UNMB History

The National University of Music Bucharest was established in June 1863 by decree of the Council of Ministers, presided over by Prince Alexander John Cuza. The aim was to create an institution that would merge the country’s two principal schools of music, the Institute of Vocal Music and the School of Instrumental Music, and which would have branches in both Bucharest and Jassy. And so it was that on 5 October 1864 the newly founded Conservatory of Music and Declamation first opened its doors to young men eager to study and achieve fame in the world of music.

Under the directorship of composer Alexander Flechtenmacher, the Conservatory developed into a European university specialising in vocal and instrumental musical education, with separate classes for violin, solfeggio, church choir singing, canto, piano, and harmony.
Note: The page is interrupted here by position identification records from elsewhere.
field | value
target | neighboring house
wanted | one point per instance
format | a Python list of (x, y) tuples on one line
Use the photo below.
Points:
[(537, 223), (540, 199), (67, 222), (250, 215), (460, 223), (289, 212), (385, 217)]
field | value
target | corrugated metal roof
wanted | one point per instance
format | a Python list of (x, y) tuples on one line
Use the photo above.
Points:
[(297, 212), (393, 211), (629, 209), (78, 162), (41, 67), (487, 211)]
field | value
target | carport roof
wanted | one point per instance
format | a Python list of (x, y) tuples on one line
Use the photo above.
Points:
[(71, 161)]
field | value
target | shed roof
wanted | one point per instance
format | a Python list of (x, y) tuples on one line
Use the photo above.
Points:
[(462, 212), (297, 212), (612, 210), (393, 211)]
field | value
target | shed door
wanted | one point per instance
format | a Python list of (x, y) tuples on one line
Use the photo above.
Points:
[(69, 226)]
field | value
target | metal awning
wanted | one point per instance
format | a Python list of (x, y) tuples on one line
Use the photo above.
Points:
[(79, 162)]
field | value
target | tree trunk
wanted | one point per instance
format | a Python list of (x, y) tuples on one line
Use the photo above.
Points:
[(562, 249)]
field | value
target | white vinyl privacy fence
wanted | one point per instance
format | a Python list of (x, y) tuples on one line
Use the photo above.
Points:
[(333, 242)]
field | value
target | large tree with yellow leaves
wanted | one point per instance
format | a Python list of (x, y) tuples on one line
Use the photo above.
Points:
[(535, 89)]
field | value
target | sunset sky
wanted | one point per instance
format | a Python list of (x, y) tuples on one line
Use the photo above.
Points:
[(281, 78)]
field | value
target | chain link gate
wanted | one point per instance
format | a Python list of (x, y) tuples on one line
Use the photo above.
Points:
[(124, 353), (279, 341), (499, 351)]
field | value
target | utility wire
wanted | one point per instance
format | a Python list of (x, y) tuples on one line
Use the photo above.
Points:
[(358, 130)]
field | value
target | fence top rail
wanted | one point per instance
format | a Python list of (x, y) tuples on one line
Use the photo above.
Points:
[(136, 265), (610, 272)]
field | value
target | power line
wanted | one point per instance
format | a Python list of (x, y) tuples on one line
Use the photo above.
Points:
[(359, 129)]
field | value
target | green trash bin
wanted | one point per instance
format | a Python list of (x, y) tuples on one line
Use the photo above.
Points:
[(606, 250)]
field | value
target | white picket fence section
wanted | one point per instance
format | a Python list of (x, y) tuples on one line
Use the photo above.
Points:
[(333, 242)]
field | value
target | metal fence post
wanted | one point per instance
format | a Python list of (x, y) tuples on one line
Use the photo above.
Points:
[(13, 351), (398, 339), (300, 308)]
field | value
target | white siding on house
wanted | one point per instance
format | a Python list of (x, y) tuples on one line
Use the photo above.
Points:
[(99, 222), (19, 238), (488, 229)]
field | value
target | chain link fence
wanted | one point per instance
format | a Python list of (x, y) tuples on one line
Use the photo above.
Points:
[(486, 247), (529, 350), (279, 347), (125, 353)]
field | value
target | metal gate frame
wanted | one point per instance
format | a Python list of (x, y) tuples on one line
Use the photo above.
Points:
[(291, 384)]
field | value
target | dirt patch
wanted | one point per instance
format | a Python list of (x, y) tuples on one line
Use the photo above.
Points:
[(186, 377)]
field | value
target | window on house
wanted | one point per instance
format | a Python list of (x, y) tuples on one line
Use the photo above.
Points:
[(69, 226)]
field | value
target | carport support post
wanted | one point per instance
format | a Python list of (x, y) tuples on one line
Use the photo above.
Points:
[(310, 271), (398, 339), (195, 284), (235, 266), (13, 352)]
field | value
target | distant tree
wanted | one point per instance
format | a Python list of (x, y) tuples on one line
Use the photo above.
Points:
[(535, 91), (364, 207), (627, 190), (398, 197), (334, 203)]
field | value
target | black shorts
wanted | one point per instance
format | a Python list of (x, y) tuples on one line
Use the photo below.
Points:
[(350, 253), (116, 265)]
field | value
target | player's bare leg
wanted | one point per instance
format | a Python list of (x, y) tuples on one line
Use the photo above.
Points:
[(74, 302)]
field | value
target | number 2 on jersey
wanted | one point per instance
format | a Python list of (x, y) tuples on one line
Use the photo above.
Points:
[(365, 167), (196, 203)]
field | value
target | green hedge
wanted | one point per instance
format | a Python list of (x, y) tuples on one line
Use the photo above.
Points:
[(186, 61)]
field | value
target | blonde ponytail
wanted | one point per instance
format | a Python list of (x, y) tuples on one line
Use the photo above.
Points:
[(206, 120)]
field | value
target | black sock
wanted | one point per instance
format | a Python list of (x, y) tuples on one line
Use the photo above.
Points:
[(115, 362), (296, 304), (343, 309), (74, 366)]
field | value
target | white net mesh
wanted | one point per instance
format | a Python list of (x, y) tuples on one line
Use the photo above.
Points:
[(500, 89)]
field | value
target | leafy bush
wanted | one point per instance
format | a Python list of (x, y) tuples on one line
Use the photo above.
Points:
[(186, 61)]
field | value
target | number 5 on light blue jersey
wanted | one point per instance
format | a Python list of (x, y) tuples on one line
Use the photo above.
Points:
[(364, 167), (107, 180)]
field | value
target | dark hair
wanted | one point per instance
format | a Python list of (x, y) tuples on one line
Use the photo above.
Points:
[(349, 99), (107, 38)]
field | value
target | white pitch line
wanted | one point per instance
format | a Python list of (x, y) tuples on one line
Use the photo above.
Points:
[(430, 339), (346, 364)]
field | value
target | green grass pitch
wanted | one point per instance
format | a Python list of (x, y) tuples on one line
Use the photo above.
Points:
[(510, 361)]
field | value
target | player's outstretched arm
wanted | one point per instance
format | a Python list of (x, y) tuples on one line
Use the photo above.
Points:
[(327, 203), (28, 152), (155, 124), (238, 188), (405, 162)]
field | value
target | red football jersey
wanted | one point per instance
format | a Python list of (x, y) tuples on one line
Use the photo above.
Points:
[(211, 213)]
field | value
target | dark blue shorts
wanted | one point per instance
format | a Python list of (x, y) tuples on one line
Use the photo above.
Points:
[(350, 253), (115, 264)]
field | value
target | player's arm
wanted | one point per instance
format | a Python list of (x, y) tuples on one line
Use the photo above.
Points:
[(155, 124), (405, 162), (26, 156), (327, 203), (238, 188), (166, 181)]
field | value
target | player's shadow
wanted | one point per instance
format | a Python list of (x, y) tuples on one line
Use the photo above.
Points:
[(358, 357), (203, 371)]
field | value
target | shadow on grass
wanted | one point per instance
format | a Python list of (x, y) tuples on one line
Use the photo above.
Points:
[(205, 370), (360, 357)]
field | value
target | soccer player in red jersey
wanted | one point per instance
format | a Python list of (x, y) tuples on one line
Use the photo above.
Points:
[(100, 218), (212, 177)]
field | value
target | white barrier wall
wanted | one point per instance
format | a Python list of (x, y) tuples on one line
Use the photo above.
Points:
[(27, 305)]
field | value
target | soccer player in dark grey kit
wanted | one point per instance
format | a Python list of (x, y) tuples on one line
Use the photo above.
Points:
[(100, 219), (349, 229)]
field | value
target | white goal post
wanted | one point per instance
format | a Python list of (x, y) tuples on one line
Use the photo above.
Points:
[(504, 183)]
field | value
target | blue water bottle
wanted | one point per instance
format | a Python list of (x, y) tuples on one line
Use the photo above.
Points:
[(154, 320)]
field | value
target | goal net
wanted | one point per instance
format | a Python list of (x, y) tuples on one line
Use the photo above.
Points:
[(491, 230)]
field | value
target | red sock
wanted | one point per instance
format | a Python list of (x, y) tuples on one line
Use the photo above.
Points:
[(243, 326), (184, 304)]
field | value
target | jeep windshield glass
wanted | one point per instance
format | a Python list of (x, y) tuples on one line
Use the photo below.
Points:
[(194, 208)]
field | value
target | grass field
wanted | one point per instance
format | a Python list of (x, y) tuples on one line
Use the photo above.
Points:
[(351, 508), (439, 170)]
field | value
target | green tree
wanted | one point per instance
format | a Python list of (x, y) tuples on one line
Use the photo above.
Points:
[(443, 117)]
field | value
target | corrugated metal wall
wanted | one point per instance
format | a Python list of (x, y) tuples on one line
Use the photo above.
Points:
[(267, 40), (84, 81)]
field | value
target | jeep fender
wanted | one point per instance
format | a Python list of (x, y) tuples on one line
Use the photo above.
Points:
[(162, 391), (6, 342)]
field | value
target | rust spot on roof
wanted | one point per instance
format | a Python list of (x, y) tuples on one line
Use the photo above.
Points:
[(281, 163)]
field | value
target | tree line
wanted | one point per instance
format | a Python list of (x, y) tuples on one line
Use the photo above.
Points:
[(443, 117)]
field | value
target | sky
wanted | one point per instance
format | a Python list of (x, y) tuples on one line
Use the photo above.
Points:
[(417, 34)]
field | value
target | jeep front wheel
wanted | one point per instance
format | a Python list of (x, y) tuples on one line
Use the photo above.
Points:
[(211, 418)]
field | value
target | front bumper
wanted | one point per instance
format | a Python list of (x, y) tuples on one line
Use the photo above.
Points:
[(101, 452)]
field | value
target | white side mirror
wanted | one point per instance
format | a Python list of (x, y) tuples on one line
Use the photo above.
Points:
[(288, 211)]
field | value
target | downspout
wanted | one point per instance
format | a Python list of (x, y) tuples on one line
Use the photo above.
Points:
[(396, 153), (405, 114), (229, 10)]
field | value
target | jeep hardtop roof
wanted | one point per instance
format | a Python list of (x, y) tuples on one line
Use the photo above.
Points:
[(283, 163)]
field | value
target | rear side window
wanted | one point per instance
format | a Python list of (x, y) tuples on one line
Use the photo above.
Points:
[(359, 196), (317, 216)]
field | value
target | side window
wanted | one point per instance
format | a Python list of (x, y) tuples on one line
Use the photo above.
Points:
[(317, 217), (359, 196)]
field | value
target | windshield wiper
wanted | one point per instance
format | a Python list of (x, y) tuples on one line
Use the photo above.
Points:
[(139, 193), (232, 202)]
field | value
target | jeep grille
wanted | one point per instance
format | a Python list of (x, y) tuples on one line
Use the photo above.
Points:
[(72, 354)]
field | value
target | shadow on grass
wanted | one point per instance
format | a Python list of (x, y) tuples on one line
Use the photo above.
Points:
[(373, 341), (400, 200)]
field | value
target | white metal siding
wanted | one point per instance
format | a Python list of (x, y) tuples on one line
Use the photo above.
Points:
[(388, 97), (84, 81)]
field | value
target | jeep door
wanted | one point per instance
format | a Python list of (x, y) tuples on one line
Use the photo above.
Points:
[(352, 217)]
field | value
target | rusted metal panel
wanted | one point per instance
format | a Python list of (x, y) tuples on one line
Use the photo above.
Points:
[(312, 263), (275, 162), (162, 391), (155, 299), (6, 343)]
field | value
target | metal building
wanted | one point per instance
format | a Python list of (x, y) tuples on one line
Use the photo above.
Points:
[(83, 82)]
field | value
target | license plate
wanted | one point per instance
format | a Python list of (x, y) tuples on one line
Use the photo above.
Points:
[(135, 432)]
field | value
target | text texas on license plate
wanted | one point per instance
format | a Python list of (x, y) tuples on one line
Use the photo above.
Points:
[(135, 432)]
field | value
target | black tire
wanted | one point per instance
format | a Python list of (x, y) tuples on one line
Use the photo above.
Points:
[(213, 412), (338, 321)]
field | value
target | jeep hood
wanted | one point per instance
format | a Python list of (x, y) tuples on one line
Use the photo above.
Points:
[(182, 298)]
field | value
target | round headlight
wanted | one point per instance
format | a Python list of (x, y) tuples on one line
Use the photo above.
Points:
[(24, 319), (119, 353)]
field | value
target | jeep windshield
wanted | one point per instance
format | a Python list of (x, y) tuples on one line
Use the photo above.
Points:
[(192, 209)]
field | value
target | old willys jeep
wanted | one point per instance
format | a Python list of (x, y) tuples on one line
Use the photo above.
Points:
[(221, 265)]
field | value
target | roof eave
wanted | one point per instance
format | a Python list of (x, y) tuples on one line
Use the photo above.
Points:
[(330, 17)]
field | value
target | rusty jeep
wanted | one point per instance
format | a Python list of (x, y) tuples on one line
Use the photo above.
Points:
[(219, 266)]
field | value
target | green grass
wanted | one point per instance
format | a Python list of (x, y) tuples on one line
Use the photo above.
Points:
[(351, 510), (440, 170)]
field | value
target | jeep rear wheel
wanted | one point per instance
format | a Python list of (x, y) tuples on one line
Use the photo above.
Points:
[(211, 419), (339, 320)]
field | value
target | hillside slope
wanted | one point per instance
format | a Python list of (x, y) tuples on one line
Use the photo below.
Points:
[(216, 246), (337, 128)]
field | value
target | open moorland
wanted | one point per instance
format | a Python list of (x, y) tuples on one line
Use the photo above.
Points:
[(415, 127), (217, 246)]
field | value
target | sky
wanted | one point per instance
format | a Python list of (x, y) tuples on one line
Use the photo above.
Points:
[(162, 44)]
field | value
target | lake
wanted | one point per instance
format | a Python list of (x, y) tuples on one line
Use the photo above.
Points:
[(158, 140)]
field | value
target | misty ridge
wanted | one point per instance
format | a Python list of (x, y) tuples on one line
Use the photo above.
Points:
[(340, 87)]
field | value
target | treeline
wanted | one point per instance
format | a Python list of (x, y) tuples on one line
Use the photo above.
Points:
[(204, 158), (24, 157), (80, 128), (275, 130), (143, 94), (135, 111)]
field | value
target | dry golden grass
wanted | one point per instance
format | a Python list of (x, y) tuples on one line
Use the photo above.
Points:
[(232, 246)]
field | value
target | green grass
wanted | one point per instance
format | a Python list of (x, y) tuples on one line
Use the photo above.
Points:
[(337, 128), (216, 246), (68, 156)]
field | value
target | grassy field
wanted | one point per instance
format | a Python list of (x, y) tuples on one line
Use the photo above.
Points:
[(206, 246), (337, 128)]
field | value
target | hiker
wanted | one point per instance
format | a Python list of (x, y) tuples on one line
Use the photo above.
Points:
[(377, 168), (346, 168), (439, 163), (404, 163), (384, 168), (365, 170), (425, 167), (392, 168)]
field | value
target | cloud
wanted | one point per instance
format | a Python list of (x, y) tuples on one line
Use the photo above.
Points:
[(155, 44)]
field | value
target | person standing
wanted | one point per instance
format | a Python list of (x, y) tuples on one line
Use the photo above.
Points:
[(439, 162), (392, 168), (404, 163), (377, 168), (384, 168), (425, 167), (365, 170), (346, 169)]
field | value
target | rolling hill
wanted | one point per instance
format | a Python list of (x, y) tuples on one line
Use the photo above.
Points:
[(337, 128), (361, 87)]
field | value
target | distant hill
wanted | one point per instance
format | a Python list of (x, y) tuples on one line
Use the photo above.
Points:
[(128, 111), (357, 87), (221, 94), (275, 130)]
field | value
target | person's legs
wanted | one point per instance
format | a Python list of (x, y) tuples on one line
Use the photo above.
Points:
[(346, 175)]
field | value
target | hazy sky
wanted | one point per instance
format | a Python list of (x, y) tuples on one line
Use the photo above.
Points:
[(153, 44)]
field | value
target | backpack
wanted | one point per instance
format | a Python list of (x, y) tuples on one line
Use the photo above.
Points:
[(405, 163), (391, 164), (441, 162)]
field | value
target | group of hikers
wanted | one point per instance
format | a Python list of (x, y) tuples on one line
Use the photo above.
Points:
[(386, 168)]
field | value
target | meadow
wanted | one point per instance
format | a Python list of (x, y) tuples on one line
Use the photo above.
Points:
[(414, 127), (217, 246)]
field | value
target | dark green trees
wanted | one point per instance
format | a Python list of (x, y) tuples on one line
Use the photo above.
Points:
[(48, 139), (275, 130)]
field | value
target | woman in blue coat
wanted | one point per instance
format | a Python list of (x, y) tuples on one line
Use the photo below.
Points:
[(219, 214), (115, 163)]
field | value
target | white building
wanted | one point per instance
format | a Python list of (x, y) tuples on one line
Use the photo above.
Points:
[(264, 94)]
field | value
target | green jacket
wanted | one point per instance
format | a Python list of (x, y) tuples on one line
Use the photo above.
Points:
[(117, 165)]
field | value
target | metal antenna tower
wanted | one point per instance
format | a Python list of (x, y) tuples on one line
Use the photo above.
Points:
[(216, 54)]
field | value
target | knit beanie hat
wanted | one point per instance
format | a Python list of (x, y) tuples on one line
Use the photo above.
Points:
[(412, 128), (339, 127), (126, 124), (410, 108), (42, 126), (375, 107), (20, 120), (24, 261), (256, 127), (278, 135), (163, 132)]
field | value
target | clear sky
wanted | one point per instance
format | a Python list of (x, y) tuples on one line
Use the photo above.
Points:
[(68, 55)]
A number of major figures in Romanian and international musical history were to study here and go on to shape the destiny of this famous cultural institution.

In time, the courses taught at the Conservatory expanded and diversified.

  • In 1900, the first chamber music course commenced
  • In 1905, Alfonso Castaldi began to teach the first composition class
  • In the inter-war period, classes in counterpoint, orchestration, aesthetics, and the history of music were introduced
  • 17 July 1931 marked a crossroads in the history of the Bucharest Conservatory, when, having met all the conditions to become an institution of higher education, it was renamed the Royal Academy of Music and Dramatic Arts

All this was possible thanks to the efforts of the musicians who taught at the Conservatory, in which they were supported by the foremost figure in Romanian music, who was later to become an honorary professor at the Academy: famous violinist, composer, and conductor George Enescu. The great composer was to inspire generation after generation of students.

In the 1940s, composer Mihail Jora became director of the Royal Academy of Music and Dramatic Arts, bringing to the institution the exigency and rigour for which he was known and maintaining its high level of musical education. In the 1950s, the institution was renamed the Ciprian Porumbescu Conservatory and was divided into two faculties: Musical Performance and Composition, and Musicology, on the one hand, Orchestra Conducting and Pedagogy, on the other.

From 1990 to 1998, the institution was named first the Bucharest Academy of Music and then the Bucharest University of Music. In January 2001, by Government decision, it became the National University of Music Bucharest.

Thanks to its long tradition and excellence in the field, the National University of Music Bucharest is a landmark of musical higher education in Romania.